III - Consultation at Columbia
OOC: I’m going to presume that the Professor has retained the articles regarding the unusual occurrences on the Lower East Side for his fellow investigators’ perusal. He will, of course, have to return them to the Low Library in due course.
Subway Monster Sighted
Terror In The Streets? By J. Mondale Crief
(SPECIAL) “He looked like a walking dead man, with clawed hands and awful red eyes!”
So began Mrs. Francine Edwards’ moments of horror last night at the Essex Street Station on Manhattan’s lower east side.
Mrs. Edwards, age 33, of 1282 Grand, Apt 610, was waiting for a BMT M-local at about 8 P.M. when the stranger, a filthy ragged tramp, climbed onto the platform from the tracks below. When he crawled into the light, Mrs. Edwards realized that he was not human.
“It was horrible! He grabbed me, but I screamed and hit him with my handbag! Somehow I freed myself and ran!” In her statement, Mrs.
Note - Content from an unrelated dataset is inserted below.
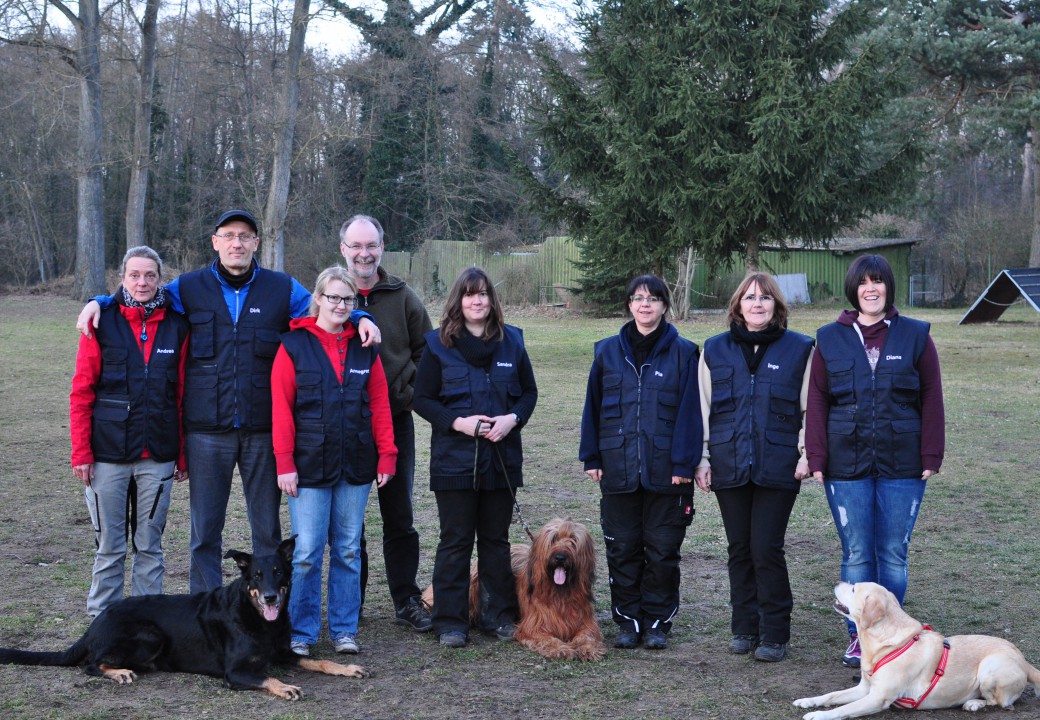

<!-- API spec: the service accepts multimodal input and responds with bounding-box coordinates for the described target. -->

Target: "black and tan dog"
[0,538,367,700]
Edwards spoke of “the deadly pallor of a corpse” and of “weird, blazing-red eyes that cut into my soul like headlights from Hell.”
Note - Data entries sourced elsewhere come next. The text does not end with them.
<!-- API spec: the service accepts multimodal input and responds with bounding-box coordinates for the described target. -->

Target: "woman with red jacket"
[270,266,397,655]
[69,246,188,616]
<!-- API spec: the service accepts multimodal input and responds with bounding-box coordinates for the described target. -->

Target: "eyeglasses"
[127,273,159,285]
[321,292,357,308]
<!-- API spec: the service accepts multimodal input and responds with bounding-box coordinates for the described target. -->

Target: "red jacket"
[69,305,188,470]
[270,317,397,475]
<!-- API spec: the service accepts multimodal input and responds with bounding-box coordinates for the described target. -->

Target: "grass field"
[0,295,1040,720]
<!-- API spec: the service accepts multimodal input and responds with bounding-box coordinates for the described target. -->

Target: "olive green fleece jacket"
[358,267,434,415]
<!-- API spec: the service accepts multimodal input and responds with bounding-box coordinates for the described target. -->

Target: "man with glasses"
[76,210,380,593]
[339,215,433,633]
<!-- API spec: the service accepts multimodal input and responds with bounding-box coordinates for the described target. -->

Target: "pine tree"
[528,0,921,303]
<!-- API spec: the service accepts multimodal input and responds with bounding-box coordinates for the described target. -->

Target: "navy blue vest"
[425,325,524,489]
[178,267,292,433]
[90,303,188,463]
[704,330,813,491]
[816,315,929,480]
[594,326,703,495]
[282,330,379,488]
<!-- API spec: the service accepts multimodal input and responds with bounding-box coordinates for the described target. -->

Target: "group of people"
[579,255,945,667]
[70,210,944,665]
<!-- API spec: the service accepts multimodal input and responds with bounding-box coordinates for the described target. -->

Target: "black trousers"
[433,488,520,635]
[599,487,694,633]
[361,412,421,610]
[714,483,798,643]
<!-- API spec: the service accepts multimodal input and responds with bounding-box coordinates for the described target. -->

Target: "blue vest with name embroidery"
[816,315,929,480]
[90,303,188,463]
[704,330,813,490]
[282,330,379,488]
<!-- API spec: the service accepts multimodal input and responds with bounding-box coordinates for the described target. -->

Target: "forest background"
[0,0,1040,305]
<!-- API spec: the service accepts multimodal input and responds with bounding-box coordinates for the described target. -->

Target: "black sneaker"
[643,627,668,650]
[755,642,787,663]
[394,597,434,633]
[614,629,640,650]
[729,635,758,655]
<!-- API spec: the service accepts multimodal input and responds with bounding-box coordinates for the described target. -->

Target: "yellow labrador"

Although no one else stood on the subway platform as witness to this astonishing apparition, passers-by on the street heard Mrs. Edwards’ screams for help.
A witness saw her: “She vas runnik out of the subway as if the Defil himself had appeared right zer on zis spot,” attested Pyotr Alexeivitch Rakuzmov, of 124 Rivington, rear. Mr. Rakuzmov, a precise man, showed the Pillar-Riposte the exact place where he saw, and also made sure of the spelling of his name.
New York‘s finest summoned, responding officer Michael O’Shea was unable to find a trace of the ghastly form who had shattered the prosaic peace of the Essex Street station.
Officer O'Shea later speculated that the B-Uptown must have gotten whoever it was, since he didn’t, but Motorman Alvin B. (“Clayboy”) Heingrapper, of 1452 Schermerhorn, Brooklyn, finished what to him seemed a smooth trip. He stares that “I didn’t see nothin’ or feel nothin’ other than the bad curve after Bowery that ought to be retracked.”
Dispatched early this morning, a maintenance crew found nothing, according ro Brooklyn Transit authorities.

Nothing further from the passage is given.